Aujourd’hui, je sens que quelque chose est différent. Une grille bleue annonce l’arrivée prochaine, la gare. Quelqu’un s’adresse à moi. Je ne comprends pas. Cela se prononce ailleurs ? Des passagers descendent, d’autres remontent. En même temps. Descente brutale. Obscurité. Fin de la rêverie, retour à la réalité. Dans un seul sens, celui de la descente. Parois jaunâtres, sol sombre, vieux sièges rouge et bleu, le décor n’est que trop familier. Trois, deux, un : la lumière du jour fait son apparition. Il y a du monde sur le boulevard. Balcons, moulures, la brique domine encore. Cette rue là est vide. Le temps semble s’être arrêté. Tout m’agace, plus encore que d’habitude. Les façades de briques comme les feuilles des arbres. Un écrin de verdure. Quelqu’un crie dans le parc. Après un temps interminable. À même hauteur, des travaux jamais finis. Au milieu de ce chantier une cabine téléphonique, abri d’un SDF. Je me concentre sur le rythme. Fermeture des portes. La ville se fait plus dense. Les immeubles partout. Le boulevard est un lieu de prédilection pour les manifestations en tout genre. Aimez vous l’aventure ?

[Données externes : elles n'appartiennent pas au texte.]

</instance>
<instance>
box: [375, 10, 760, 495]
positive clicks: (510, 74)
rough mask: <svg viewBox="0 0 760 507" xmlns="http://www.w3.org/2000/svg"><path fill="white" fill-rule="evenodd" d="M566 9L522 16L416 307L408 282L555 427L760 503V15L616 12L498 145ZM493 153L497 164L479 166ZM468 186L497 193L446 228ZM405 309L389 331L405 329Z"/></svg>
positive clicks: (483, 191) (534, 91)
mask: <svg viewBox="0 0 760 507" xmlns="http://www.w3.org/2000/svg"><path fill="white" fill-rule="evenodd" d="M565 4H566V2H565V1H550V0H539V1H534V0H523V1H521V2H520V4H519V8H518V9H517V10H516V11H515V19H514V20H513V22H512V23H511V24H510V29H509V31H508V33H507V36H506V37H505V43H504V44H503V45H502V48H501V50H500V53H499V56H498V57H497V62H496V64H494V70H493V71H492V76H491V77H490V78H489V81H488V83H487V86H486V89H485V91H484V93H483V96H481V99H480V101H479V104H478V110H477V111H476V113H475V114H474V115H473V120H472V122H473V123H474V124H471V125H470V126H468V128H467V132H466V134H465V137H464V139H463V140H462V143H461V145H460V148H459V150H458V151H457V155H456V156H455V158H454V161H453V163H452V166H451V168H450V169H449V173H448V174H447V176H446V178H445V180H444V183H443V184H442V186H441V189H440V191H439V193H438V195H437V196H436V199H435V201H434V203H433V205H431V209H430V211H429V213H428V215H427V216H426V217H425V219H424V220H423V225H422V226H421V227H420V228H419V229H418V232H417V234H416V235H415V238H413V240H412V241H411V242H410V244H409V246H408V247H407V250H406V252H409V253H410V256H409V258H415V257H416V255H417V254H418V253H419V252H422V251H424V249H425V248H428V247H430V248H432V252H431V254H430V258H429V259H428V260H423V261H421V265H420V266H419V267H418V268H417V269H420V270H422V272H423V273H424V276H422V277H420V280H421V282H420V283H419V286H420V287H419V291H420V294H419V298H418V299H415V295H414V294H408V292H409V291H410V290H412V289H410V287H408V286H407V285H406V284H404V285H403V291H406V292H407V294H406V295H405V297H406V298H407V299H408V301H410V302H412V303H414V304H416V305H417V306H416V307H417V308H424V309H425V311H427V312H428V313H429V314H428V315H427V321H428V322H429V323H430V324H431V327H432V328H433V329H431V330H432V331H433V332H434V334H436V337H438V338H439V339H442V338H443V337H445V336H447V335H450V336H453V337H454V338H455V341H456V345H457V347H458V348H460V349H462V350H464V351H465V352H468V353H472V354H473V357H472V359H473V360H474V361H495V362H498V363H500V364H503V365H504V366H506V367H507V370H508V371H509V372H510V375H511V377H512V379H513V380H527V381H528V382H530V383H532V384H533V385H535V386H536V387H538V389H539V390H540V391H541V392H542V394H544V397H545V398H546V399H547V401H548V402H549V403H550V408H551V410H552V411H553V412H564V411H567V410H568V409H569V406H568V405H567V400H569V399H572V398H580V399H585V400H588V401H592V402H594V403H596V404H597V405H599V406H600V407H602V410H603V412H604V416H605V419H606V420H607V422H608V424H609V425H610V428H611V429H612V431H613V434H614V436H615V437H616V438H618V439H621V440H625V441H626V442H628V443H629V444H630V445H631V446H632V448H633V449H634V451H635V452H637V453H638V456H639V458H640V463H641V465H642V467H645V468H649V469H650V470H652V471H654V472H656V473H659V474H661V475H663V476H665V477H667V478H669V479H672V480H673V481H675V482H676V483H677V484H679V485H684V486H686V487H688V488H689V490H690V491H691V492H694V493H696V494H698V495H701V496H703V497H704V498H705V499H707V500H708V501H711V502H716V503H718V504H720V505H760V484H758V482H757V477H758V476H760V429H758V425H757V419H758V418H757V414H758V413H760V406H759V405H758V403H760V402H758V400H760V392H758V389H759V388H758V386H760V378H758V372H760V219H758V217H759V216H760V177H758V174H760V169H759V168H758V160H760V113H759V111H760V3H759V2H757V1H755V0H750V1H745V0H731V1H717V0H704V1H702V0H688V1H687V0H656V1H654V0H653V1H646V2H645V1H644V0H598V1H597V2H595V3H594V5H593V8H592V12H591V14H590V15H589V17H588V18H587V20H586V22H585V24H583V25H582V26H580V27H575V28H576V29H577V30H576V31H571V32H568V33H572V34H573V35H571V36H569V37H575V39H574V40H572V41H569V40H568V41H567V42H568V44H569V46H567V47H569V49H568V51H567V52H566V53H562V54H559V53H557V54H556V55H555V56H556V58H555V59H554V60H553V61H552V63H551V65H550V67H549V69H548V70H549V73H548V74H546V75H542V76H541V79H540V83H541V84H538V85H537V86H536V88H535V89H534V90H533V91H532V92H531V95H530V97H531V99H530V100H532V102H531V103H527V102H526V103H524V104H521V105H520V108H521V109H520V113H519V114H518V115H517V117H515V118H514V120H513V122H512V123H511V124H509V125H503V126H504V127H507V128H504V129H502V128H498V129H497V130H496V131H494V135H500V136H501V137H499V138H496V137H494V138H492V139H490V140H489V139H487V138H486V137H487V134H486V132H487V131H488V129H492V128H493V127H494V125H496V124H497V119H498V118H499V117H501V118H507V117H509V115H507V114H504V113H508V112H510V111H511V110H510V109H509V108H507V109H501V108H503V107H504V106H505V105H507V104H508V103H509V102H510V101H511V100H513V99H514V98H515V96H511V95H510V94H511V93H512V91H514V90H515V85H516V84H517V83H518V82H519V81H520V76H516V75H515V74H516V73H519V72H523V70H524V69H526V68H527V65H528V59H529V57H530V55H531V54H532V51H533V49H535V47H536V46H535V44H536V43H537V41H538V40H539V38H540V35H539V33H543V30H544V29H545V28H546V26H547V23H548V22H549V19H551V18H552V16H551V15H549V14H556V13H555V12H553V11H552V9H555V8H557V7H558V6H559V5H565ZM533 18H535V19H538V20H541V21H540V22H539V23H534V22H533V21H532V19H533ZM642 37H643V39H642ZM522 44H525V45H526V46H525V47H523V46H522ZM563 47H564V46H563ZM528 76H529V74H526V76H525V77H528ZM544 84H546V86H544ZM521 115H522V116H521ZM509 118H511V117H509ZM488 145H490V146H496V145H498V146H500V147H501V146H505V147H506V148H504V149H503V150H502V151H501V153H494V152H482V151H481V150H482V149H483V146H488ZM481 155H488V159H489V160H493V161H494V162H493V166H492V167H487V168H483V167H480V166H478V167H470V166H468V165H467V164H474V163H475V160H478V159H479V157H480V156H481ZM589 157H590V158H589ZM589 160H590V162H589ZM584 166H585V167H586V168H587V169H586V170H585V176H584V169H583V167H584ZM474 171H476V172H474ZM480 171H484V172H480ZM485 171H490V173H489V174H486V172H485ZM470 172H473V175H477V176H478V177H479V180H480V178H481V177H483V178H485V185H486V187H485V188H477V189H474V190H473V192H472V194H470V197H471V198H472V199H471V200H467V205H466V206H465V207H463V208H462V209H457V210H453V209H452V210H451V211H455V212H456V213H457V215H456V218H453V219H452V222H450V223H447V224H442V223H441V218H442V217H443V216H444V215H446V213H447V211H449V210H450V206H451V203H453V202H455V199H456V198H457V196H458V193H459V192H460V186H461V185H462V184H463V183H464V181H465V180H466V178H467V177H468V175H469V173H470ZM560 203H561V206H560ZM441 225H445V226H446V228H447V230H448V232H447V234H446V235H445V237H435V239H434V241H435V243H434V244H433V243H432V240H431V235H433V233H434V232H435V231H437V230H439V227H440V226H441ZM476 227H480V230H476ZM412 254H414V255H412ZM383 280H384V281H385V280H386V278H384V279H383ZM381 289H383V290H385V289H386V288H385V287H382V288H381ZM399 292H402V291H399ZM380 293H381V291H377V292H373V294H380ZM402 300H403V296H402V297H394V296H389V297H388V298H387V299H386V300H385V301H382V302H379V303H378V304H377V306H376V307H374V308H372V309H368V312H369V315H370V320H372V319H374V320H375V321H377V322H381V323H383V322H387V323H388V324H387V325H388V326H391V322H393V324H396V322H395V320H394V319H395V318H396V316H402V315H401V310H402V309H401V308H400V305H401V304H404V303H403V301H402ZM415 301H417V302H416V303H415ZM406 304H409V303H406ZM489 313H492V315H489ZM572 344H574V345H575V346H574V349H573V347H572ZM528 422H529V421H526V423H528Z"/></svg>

Affiches lacérées, Paris octobre 2013

 

 

 

 

 

 

 

Sur le trottoir, une femme à vélo sur la voie réservée aux piétons, à côté d’un homme accroupi qui repeint l’avant d’un magasin, escabeau appuyé au réverbère. S’amuser des graffitis obscènes. L’espace insuffisant, certains scooters sur le trottoir obstruant le passage pour piétons. Mon quotidien parfaitement programmé, huilé, éviter tout imprévu. Mais aujourd’hui, quelque chose est différent. Réduction progressive de l’air respirable sans désagréments. Un enfant pleure dans le fond du wagon. Tout le monde le regarde. Cette fenêtre ouverte sur la ville. On dirait un écran, sur lequel passe un film en accéléré. Un schéma ? Une esquisse plutôt. Immeuble, rue, feu, croisement, immeuble, rue, feu, croisement… Régularité cyclique de l’arrière plan. Valse irrégulière, thème qui se décline en d’infinies variations. Les images défilent au rythme du bruit crissant du glissement de la rame sur les rails. Un large graffiti décore la triste allure des murs décrépis. Retranscrire le chemin parcouru, impossible. Une odeur diffuse dans l’air, une sensation. Je me fige. Un picotement à l’arrière du crâne.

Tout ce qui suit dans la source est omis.